HTML Translators


Another source of translators is translation Web sites. AltaVista is one such example. Go to AltaVista and click the "Translate" link (see Figure 9.6).

Figure 9.6. AltaVista's Translation Facility


From here you can type a string into the "Translate a block of text:" box, select a language pair using the combo box, and click the Translate button; the translated text is shown on the next page. The job of an HTML translator is to automate this process and to collect the result. The result is returned somewhere in the returned HTML page and must be extracted. This process is often referred to as screen scraping and is not an ideal solution.

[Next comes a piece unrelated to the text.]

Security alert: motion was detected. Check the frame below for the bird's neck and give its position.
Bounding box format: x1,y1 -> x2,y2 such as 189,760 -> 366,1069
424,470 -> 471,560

The biggest problem is that when the HTML changes, the algorithm for extracting the string is usually broken, so the process fails. As such, it is a fragile solution; the more explicit method employed by Web services is preferable.

In the code for this book, you will find HTML translators for the following:

  • AltaVista

  • Free Translation

  • Online Translator

  • Socrates

See Appendix B for a complete list of online translators.

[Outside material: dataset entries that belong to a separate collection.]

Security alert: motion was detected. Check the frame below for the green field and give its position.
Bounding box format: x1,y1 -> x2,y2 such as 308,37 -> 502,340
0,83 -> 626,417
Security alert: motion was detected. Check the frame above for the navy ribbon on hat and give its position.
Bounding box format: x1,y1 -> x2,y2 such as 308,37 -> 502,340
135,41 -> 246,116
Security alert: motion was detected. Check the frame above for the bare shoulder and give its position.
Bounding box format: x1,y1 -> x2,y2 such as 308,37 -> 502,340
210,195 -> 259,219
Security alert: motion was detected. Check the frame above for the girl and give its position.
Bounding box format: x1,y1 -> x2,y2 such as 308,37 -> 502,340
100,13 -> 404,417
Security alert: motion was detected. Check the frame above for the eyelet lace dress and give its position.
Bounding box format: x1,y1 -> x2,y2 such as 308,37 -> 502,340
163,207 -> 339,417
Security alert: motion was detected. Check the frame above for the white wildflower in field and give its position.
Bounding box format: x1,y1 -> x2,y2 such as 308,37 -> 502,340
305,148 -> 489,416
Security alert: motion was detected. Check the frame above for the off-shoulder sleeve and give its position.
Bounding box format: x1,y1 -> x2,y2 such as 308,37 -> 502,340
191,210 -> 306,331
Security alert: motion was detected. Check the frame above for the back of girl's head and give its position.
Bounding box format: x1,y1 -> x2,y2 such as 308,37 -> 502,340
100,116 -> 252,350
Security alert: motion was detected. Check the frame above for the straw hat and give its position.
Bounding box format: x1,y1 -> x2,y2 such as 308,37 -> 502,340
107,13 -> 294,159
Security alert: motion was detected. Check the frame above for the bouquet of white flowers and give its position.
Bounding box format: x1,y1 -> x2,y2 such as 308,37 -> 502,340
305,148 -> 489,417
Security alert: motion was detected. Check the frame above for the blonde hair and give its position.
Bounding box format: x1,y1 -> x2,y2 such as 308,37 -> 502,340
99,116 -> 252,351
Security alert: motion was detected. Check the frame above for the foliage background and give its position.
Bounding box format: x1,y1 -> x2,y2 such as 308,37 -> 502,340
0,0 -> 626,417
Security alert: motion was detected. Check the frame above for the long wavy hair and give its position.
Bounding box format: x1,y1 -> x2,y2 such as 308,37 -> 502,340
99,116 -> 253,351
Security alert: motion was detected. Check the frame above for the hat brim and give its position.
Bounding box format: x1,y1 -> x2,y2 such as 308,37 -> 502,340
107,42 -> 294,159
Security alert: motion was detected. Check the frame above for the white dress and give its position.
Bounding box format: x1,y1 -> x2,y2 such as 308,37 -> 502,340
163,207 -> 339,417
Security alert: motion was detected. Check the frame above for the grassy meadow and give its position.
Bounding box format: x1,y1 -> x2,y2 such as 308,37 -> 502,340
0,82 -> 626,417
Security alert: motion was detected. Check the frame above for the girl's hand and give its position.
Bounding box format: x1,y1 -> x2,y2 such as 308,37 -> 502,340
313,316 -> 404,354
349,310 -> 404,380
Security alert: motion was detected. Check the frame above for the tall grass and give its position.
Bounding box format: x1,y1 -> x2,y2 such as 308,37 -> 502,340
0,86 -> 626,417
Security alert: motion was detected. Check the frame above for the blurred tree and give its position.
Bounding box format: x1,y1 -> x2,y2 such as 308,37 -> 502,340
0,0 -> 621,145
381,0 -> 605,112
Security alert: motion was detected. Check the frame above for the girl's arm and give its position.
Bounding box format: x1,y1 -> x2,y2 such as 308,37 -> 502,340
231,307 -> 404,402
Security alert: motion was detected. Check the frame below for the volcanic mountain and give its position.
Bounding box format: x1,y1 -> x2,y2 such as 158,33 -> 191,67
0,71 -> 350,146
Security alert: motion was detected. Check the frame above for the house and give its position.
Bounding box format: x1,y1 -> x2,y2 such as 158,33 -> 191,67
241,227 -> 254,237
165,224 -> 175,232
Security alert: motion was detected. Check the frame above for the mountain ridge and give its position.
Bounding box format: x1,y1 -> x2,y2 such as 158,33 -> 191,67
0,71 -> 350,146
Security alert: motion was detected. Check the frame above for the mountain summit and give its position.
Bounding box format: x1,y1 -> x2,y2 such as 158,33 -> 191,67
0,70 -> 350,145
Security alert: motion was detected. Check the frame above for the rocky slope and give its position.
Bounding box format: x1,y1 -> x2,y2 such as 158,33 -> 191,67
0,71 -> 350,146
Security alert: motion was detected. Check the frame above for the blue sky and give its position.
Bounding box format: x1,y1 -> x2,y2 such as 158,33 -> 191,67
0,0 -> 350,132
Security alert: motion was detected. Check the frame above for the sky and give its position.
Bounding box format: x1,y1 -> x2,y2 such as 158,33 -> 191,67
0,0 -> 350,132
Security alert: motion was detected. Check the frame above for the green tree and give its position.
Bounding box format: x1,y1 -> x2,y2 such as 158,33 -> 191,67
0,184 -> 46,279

All the HTML translators inherit from the HtmlTranslator class, which uses the .NET Framework 2.0 WebBrowser control (in the All Windows Forms section of the toolbox). If you are using Visual Studio 2003, see the section "Visual Studio 2003 WebBrowser Control" for an equivalent control. Both the Visual Studio 2005 and Visual Studio 2003 projects are included in the book's source code.

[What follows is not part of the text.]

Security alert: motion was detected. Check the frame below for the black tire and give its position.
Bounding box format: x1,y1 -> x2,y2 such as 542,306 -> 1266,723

The WebBrowser control is part of a form called WebBrowserForm, which is never shown. The WebBrowser control simply represents a way to post information to a page and to get the resulting HTML. The form has one method to wait for the completion of the page before getting the result:

 public void WaitForBrowser() {     while(WebBrowser.ReadyState != WebBrowserReadyState.Complete)     {         Application.DoEvents();     } } 


The HtmlTranslator class makes life easy for its subclasses. With the majority of the work performed in the HtmlTranslator class, the subclasses need to specify only the following:

  • The translator's name

  • The URL for the Web site

  • The language pairs supported

  • A method to format the data posted to the URL

  • A method to decode the result from the Web page

This is the HtmlTranslator class:

 public abstract class HtmlTranslator: Translator {     private string url;     private WebBrowserForm webBrowserForm;     private WebBrowser webBrowser;     public HtmlTranslator(string name, string url): base(name)     {         this.url = url;     }     public HtmlTranslator(string name, string url,         string[,] languagePairs): base(name, languagePairs)     {         this.url = url;     }     public string Url     {         get {return url;}         set {url = value;}     }     protected virtual void InitializeWebBrowser()     {         if (webBrowser == null)         {             webBrowserForm = new WebBrowserForm();             webBrowser = webBrowserForm.WebBrowser;         }     }     public abstract string GetPostData(         string inputLanguage, string outputLanguage, string text);     protected string Encode(string text)     {         return HttpUtility.UrlEncode(text);     }     protected virtual string GetTranslation(string inputLanguage,         string outputLanguage, string innerText)     {         return innerText;     } } 


As you would expect, the action happens in the TRanslate method:

 public override string Translate(     string inputLanguage, string outputLanguage, string text) {     if (! IsSupported(inputLanguage, outputLanguage))         throw new LanguageCombinationNotSupportedException(             "Language combination is not supported",             inputLanguage, outputLanguage);     InitializeWebBrowser();     string innerText = GetInnerText(GetPostData(         inputLanguage, outputLanguage, text));     return GetTranslation(inputLanguage, outputLanguage, innerText); } 


translate initializes the Web browser and calls the subclass's GetPostData to get the data to post to the URL. GetInnerText navigates to the URL, posts the data, waits for the browser to complete the display of the page, extracts the HTML from the page, and then extracts just the text part of the HTML:

 protected virtual string GetInnerText(string postData) {     string headers =         "Content-Type: application/x-www-form-urlencoded" +         (char) 10 + (char) 13;     byte[] bytePostData =         System.Text.Encoding.ASCII.GetBytes(postData);     webBrowser.Navigate(         new Uri(url), String.Empty, bytePostData, headers);     webBrowserForm.WaitForBrowser();     return webBrowser.Document.Body.InnerText; } 


The subclass's Gettranslation method is passed the language pair and the Web page's text, and is responsible for extracting the translated text from the page.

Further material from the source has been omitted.